ABSTRACT

In the summer of 1999 we (Bryndís Snæbjörnsdóttir and Mark Wilson) undertook a nine-day hike in Hornstrandir, an uninhabited and remote coastal area in the far north of Iceland. It was July and at that time of year, in that region, there is 24-hour daylight. Remarkably, however, for virtually the entire hike we were submersed in a shroud of dense mist. Consequently, despite the general light, for over a week we were unable to see much beyond a few paces, either back from where we had walked or ahead in the direction we were going. At the time, paradoxically, this had been a heady experience, close to epiphanic in its effect. Where the physical activity of walking in ‘wild’ landscape for that length of time is normally associated with retinal reward, with ‘views’ to draw the eye into a distancing and objectifying relationship with the terrain and away from the immediacy of bodily locus, in this case, because of the mist, our attention was entirely held in an enforced myopia.

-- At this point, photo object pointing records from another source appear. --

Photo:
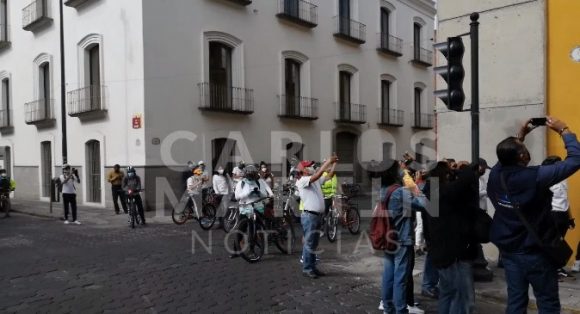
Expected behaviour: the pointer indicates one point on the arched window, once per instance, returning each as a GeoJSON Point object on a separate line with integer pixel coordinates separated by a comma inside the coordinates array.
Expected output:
{"type": "Point", "coordinates": [6, 101]}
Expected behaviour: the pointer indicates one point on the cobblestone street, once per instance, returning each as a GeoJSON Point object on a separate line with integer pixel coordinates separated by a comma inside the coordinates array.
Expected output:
{"type": "Point", "coordinates": [50, 267]}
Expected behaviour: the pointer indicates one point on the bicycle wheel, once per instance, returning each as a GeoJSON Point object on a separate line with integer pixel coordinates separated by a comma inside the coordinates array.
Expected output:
{"type": "Point", "coordinates": [231, 219]}
{"type": "Point", "coordinates": [207, 219]}
{"type": "Point", "coordinates": [182, 217]}
{"type": "Point", "coordinates": [285, 238]}
{"type": "Point", "coordinates": [353, 220]}
{"type": "Point", "coordinates": [331, 226]}
{"type": "Point", "coordinates": [251, 245]}
{"type": "Point", "coordinates": [4, 208]}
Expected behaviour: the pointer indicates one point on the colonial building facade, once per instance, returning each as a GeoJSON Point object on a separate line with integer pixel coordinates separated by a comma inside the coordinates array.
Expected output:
{"type": "Point", "coordinates": [154, 84]}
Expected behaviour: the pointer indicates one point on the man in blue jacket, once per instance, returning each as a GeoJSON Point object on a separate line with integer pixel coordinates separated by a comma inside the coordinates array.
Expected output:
{"type": "Point", "coordinates": [528, 191]}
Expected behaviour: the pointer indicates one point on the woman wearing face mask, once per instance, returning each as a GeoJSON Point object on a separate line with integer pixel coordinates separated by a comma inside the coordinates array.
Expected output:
{"type": "Point", "coordinates": [221, 186]}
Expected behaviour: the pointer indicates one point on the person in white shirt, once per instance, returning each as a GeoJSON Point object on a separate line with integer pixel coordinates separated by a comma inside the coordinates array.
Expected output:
{"type": "Point", "coordinates": [222, 187]}
{"type": "Point", "coordinates": [194, 184]}
{"type": "Point", "coordinates": [69, 192]}
{"type": "Point", "coordinates": [310, 190]}
{"type": "Point", "coordinates": [250, 189]}
{"type": "Point", "coordinates": [560, 207]}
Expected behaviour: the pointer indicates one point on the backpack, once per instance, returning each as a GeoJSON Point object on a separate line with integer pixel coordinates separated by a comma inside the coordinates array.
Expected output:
{"type": "Point", "coordinates": [382, 233]}
{"type": "Point", "coordinates": [5, 183]}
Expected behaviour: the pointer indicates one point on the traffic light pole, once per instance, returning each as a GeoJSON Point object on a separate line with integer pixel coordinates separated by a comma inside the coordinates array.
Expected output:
{"type": "Point", "coordinates": [62, 89]}
{"type": "Point", "coordinates": [474, 35]}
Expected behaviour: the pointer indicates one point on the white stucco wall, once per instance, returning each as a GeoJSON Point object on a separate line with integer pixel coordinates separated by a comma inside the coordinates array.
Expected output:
{"type": "Point", "coordinates": [119, 23]}
{"type": "Point", "coordinates": [512, 81]}
{"type": "Point", "coordinates": [174, 95]}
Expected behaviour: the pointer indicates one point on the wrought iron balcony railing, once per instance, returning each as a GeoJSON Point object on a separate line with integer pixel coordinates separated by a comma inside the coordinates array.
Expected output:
{"type": "Point", "coordinates": [39, 111]}
{"type": "Point", "coordinates": [350, 113]}
{"type": "Point", "coordinates": [35, 15]}
{"type": "Point", "coordinates": [87, 100]}
{"type": "Point", "coordinates": [298, 11]}
{"type": "Point", "coordinates": [4, 36]}
{"type": "Point", "coordinates": [423, 121]}
{"type": "Point", "coordinates": [75, 3]}
{"type": "Point", "coordinates": [350, 30]}
{"type": "Point", "coordinates": [241, 2]}
{"type": "Point", "coordinates": [390, 44]}
{"type": "Point", "coordinates": [5, 119]}
{"type": "Point", "coordinates": [392, 117]}
{"type": "Point", "coordinates": [226, 98]}
{"type": "Point", "coordinates": [423, 56]}
{"type": "Point", "coordinates": [298, 107]}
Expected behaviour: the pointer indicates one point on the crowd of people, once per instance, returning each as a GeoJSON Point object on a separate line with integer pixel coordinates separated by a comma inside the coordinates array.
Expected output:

Unable to draw upon the reassuring and conceptual certainties of a commanding view and so (dis)placed beyond the controlling apparatus of representation we were cast instead into the stumbling blindness of uncertainty, of indeterminacy, instinct, intuition, of saving our skin – in short, into the awkwardnesses of close terrain negotiation, survival, and most significant of all into the ontology of ‘the moment’.